Il commençait à réfléchir à son week-end d'Halloween. Mariage. Si seulement Londubat n'était pas invité ! Remarque, au moins, ça ferait un Gryffondor à titiller. Théo avait invité exclusivement des Serpentard de son année. Normalement, il n'y aurait que des gens convenables.
« Bien sûr que oui !, s'exclama Londubat. Je suis le témoin de Luna ! »
Ah, zut. Drago se disait bien qu'il avait oublié quelque chose.
« J'espère que tu auras un costume à ta taille. À la dernière soirée à laquelle tu t'es pointé, tu étais vêtu avec si peu de goût que le cocktail a viré aigre. »
Londubat bafouilla. Rien ne valait une petite pique pour se sentir mieux.
Drago attaqua la dernière armoire, réservée aux ingrédients inflammables. Il manipula précautionneusement une bouteille de langue-de-feu, du venin de dragon, puis vérifia sur la graduation du bocal la quantité qui lui restait.
« En vrai, je comprends pas pourquoi ils se marient maintenant. Ils en sont à leur deuxième enfant : ça fait six ans qu'ils vivent en concubinage, ça leur a jamais posé problème.
- Barbara Nott est morte. Si Théo veut toucher l'héritage et le transmettre à ses gosses, il doit avoir épousé la mère de ses enfants. C'est aussi simple que ça. C'est pas à toi que je vais apprendre les conventions sang-purs…

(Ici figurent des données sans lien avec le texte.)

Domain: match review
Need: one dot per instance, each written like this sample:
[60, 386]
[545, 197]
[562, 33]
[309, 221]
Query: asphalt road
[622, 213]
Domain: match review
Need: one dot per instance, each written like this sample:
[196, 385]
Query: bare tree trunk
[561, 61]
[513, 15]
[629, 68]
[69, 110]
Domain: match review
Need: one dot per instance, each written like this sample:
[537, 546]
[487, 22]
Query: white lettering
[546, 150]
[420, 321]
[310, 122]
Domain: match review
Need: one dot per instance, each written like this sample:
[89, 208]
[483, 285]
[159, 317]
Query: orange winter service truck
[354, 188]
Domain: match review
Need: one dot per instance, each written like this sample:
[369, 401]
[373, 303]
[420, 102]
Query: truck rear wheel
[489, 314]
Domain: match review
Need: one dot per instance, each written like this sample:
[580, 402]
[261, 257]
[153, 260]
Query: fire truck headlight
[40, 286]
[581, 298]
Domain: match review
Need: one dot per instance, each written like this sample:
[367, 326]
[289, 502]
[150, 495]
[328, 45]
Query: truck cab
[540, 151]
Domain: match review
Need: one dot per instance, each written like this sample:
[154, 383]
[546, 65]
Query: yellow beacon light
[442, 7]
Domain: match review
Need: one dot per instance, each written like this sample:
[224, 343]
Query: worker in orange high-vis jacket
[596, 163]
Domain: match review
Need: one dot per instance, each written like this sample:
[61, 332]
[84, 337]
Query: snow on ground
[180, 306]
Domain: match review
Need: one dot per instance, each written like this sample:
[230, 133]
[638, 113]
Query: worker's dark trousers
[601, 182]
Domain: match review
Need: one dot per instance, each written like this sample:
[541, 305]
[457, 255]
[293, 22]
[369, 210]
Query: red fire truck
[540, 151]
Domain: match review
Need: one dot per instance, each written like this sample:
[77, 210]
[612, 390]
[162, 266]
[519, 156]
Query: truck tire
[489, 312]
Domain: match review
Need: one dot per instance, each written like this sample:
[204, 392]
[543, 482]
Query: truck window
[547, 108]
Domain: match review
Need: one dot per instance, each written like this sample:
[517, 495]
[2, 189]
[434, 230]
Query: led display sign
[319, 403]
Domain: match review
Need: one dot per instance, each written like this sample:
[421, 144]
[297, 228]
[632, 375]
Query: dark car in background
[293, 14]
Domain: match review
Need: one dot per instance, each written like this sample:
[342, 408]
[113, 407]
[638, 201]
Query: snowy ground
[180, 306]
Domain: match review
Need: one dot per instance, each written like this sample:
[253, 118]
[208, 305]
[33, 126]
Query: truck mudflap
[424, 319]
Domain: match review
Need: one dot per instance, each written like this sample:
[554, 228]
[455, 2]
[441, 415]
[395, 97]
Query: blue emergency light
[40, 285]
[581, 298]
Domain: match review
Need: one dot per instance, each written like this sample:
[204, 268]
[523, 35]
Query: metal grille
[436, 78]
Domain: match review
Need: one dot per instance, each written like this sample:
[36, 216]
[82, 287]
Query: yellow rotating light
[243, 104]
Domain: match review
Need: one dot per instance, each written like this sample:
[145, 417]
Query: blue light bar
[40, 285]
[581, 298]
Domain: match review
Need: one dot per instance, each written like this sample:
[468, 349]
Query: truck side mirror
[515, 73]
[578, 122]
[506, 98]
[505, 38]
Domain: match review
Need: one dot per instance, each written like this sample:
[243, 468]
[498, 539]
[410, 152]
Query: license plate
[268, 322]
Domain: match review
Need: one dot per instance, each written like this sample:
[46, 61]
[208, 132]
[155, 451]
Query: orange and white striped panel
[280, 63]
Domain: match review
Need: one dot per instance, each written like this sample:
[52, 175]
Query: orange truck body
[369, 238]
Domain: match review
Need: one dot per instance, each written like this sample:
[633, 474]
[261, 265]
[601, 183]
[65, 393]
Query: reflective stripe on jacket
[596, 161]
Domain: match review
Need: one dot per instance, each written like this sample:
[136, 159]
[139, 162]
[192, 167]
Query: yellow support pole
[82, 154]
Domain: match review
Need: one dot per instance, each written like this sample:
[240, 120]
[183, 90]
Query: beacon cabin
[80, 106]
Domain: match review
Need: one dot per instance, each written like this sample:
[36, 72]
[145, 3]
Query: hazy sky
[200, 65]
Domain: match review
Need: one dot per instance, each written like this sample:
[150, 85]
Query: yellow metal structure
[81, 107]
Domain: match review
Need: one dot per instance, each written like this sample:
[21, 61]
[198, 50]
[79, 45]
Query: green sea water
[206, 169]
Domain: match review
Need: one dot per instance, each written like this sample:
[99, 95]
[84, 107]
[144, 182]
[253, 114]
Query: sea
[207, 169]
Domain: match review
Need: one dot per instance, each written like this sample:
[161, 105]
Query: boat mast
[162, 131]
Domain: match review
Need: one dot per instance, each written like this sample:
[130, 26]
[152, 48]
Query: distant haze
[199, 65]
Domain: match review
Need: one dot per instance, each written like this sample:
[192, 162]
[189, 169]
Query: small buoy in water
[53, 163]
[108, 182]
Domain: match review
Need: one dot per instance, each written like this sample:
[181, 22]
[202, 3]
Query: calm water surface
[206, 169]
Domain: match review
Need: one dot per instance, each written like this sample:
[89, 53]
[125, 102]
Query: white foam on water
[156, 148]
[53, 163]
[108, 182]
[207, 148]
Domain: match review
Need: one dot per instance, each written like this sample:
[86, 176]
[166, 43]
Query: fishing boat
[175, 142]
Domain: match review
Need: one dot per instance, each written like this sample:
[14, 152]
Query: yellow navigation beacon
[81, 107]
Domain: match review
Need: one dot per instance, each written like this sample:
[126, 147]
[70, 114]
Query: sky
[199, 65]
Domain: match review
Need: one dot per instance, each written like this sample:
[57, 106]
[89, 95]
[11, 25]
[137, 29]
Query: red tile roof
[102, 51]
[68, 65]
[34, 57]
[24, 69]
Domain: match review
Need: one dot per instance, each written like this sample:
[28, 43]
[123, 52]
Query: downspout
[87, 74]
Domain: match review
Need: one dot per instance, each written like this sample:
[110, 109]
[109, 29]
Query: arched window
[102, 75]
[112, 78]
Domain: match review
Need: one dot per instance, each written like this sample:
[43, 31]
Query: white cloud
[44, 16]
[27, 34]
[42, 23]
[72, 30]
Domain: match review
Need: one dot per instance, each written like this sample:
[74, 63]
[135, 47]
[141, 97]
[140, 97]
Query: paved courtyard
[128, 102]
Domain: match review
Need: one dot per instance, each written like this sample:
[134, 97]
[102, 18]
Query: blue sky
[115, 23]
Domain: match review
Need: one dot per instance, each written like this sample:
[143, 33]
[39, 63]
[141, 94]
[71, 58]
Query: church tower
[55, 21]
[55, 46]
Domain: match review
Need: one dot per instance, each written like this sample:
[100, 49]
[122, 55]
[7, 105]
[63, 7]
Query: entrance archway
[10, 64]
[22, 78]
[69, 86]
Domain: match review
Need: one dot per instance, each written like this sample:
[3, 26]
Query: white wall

- Ouais, faut croire que l'appât du gain est plus fort que l'amour. Je comprends pas trop l'idée du mariage une fois qu'on a déjà un enfant : l'engagement est pris quand y a un gosse dans le lot.
- Weasley et Granger aussi vont se marier, j'ai pas l'impression qu'ils le fassent pour l'argent. Je suppose qu'il y a un truc dans le mariage qui m'échappe.
- Je pense qu'il y a beaucoup de choses qui t'échappent dans le mariage. Dans les relations tout court, même. »
Drago aurait pu se froisser mais il était suffisamment lucide pour ne pas le faire.
« Au moins je ne fréquente pas la racaille. »
Cette fois, il entendit la plume que tenait Londubat craquer.